Thursday, May 9, 2013

Thursday, 5/9/13

Dear Journal,

It's over. Last class finished.

It seems like my last journal entry should contain some profound reflective thoughts, summarizing ways I have grown and things I have learned. But instead, I really have nothing to say but this:

I've learned.
I've grown.
I'll never be the same again.

Humorously, I was late to class to day. I have not been late to a single class during my entire placement.  (A nearly unbelievable thing as those who know me well can testify!) I have been on time. Not always prepped and prepared like I wanted to be. But I've been in the room when I was supposed to be.

Today I was working on writing an essay and really got into it. I finished and punched the save button with a satisfied air of accomplishment. I was about to pull up my email and send it off to Mrs. Walden when I glanced at the clock.

4:59.

I was to have been in class at 4:35.

Ooooopppssss.

Anyways, I had my students fill out a "Grade Your Student Teacher" form for my portfolio and the results were insightful. The Seniors think I should give less homework, be more prepared for class, and have more constructive activities. The Freshmen think I'm fun, that I care about them, I make things clear, they can tell I like kids and that I always have constructive activities.

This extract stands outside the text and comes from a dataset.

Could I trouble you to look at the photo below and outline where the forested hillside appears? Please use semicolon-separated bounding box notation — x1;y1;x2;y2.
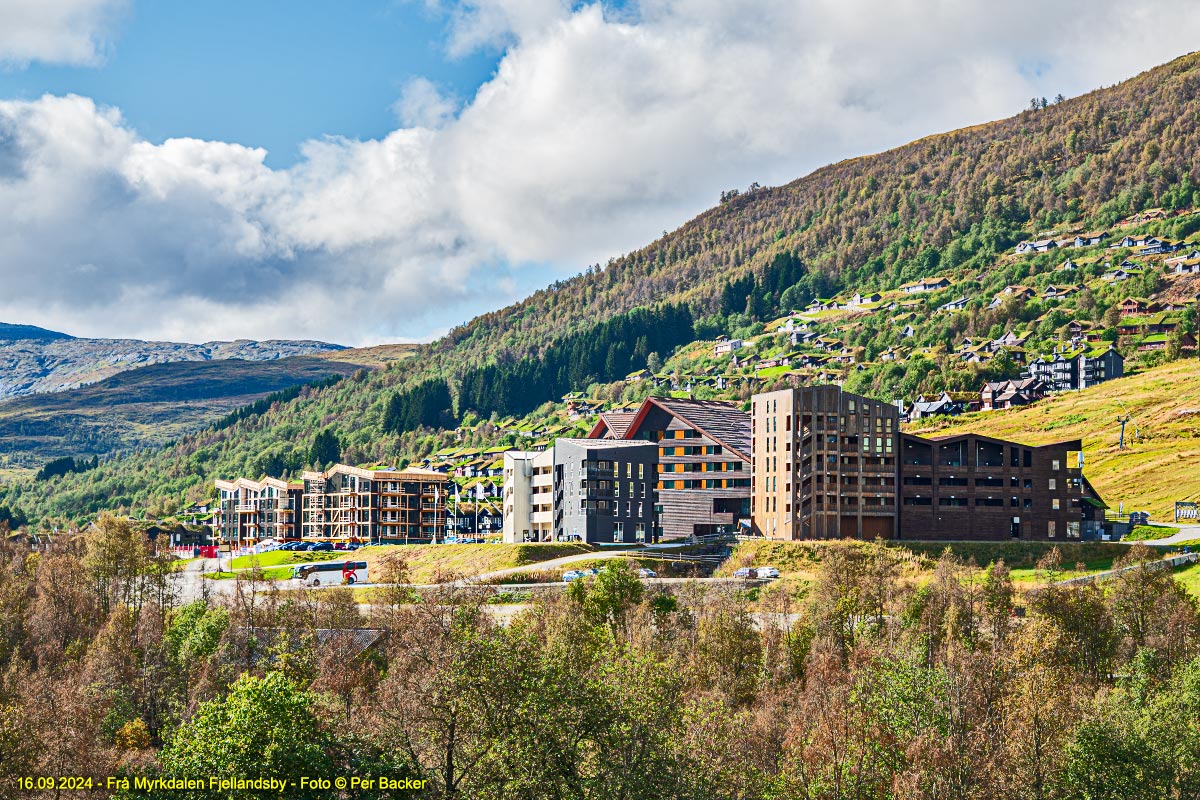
7;55;1200;525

Confirmation once again that I fit better in the lower grades than the upper.

My die-hard Quadrant 2 said that I don't act like a teacher is supposed to, but commented three times that the lessons were very practical and clear.

Firecracker thinks I should work on being more awesome like him...

In some ways I wish I could leave here feeling like my time here has made some sort of a difference. Maybe I compare teaching too much with canvassing where the life-changing impact on students is so concentrated that it's easy to see growth and change. Perhaps I shouldn't wish for results I can see, but thank God for the results that are promised.

All in all, at the end of the day I am grateful.

Grateful for what I know, for what I now know that I don't know, and for knowing better where to go when I want to know.

Its been real.

Tuesday, May 7, 2013

Tuesday, 5/7/13

Dear Journal,

My freshman are working on their final project in computers-- a PowerPoint. My classes look like a lot of sitting, watching, coaching, and-- horrors-- nagging. I never wanted to be a naggy teacher, but I am continually amazed to see these kids, with mountains of stuff left to do and the deadline looming, just goofing off like life is a big party!! So I've reminded them of the deadline, and tried in every way I can think of to get them on task.

Well today I was sick of it. So I resorted to other tactics.

I printed off the grading rubric again and handed it out to them at the beginning of class. Spent a few minutes talking about the final and how it was going to work (Their peers will be judging their PowerPoints...far scarier than having me judge them!)

Their little eyes got so big, and they turned to their computers and got to work.

And I sat back and wrote a research paper.

I also asked Ms. Wanda to remind me of her handy questions for helping students get back on track:


1.     Do you know what you’re supposed to be doing?
2.     What is it that’s keeping you from doing it?
3.     How soon can you get started?
So I'm heading into the next class period armed!

Wednesday, May 1, 2013

Wednesday, May 1, 2013

Dear Journal,

Definitely on the home stretch now. Today was my last class day in Senior Speech. We kinda went out with a bang by putting on a mock trial.

I set up the auditorium as a courtroom and asked Honorable Judge Wanda Sarr to preside. My seniors showed up dressed to the part in suit and tie, and armed with clipboards.

It was a lot of fun, though as I sat in the bailiff's chair watching the hearing unfold, I could tell I hadn't prepared them well enough. I could have made things clearer, given more specific instructions, provided more direction and assistance. But you know? It's ok.

I'm realizing that teaching isn't so much about instinctively knowing up front exactly what is going to work well and what isn't. It's about trying lots of things, throwing out what doesn't work, keeping what does, and refining things that need improvement. I would definitely do a mock trial again with a class (maybe Bible class next year? create some sort of trial requiring a defense of the Sabbath or something??) I know now what ways that I can help students prepare better and I'm impressed at what a learning experience this was for my students even without adequate preparation.